Summary
In Denaro v. Cruz, supra, the petitioner failed to establish that it was improper for the arbitrator to commence the hearing in his absence and the Second Department held that the petitioner's allegations regarding improprieties at the hearing after he arrived were without merit.
Summary of this case from Thompson v. ButtsOpinion
2014-03-12
Anthony Denaro, Hempstead, N.Y., appellant pro se. Lawrence Van Dyke, Roslyn Heights, N.Y., for respondent.
Anthony Denaro, Hempstead, N.Y., appellant pro se. Lawrence Van Dyke, Roslyn Heights, N.Y., for respondent.
In a proceeding pursuant to CPLR article 75 to vacate an arbitration award dated March 19, 2012, directing the petitioner to refund the sum of $3,837.50 in attorney's fees to the respondent, the petitioner appeals from an order of the Supreme Court, Nassau County (McCormack, J.), dated September 14, 2012, which denied the petition.
ORDERED that the order is affirmed, with costs.
A party seeking to overturn an arbitration award on one or more grounds stated in CPLR 7511(b)(1) bears a “heavy burden” (Matter of Local 295–295C, IUOE v Phoenix Envtl.
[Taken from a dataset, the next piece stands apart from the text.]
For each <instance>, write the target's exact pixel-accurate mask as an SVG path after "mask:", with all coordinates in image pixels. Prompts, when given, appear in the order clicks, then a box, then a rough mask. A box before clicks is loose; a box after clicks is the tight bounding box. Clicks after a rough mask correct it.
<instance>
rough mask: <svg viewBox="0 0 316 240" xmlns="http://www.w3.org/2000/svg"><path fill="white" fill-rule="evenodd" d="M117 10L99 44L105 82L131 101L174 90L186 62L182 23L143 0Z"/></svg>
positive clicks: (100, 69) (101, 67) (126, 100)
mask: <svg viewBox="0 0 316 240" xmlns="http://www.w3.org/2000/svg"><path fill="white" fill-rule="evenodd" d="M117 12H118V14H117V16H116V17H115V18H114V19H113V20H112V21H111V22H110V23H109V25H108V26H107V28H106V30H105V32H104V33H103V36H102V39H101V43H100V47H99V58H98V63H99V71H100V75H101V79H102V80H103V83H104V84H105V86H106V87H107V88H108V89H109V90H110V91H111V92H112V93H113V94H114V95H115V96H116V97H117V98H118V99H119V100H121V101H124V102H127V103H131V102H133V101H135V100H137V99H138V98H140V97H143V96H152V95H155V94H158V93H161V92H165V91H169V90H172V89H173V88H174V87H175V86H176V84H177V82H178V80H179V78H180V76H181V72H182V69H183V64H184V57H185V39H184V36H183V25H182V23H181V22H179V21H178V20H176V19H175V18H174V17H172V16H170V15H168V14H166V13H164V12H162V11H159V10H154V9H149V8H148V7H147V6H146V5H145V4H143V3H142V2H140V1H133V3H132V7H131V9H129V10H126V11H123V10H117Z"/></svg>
Servs. Corp., 21 A.D.3d 901, 901, 800 N.Y.S.2d 516;see Matter of Allstate Ins. Co. v. Valeri, 221 A.D.2d 337, 338, 633 N.Y.S.2d 1005), and must establish a ground for vacatur by clear and convincing evidence ( see Matter of Susan D. Settenbrino, P.C. v. Barroga–Hayes, 89 A.D.3d 1094, 1096, 933 N.Y.S.2d 409,cert. denied––– U.S. ––––, 133 S.Ct. 572, 184 L.Ed.2d 374).
“Partiality of an arbitrator may be shown by actual bias or the appearance of bias from which a conflict of interest may be inferred” (Matter of Mays–Carr [State Farm Ins. Co.], 43 A.D.3d 1439, 1440, 842 N.Y.S.2d 835 [internal quotation marks omitted]; see Matter of County of Niagara v. Bania, 6 A.D.3d 1223, 1225, 775 N.Y.S.2d 744). Here, the petitioner failed to establish that the arbitrator was biased ( see Matter of Mays–Carr [State Farm Ins. Co.], 43 A.D.3d at 1440, 842 N.Y.S.2d 835).
The petitioner also failed to satisfy his burden of establishing by clear and convincing evidence that the award should be overturned on the ground that he was prejudiced by a failure on the part of the arbitrator to follow proper procedure ( see CPLR 7506[c]; 7511[b][1][iv]; Matter of Mounier v. American Tr. Ins. Co., 36 A.D.3d 617, 617–618, 827 N.Y.S.2d 868). Specifically, the petitioner failed to establish that it was improper for the arbitrator to commence the hearing in his absence ( see CPLR 7506[c]; 22 NYCRR 137.6[h]; Matter of Susan D. Settenbrino, P.C. v. Barroga–Hayes, 89 A.D.3d at 1096, 933 N.Y.S.2d 409), and the petitioner's allegations regarding improprieties at the hearing after he arrived were without merit ( see Matter of Mounier v. American Tr. Ins. Co., 36 A.D.3d at 617–618, 827 N.Y.S.2d 868). ENG, P.J., BALKIN, SGROI and COHEN, JJ., concur.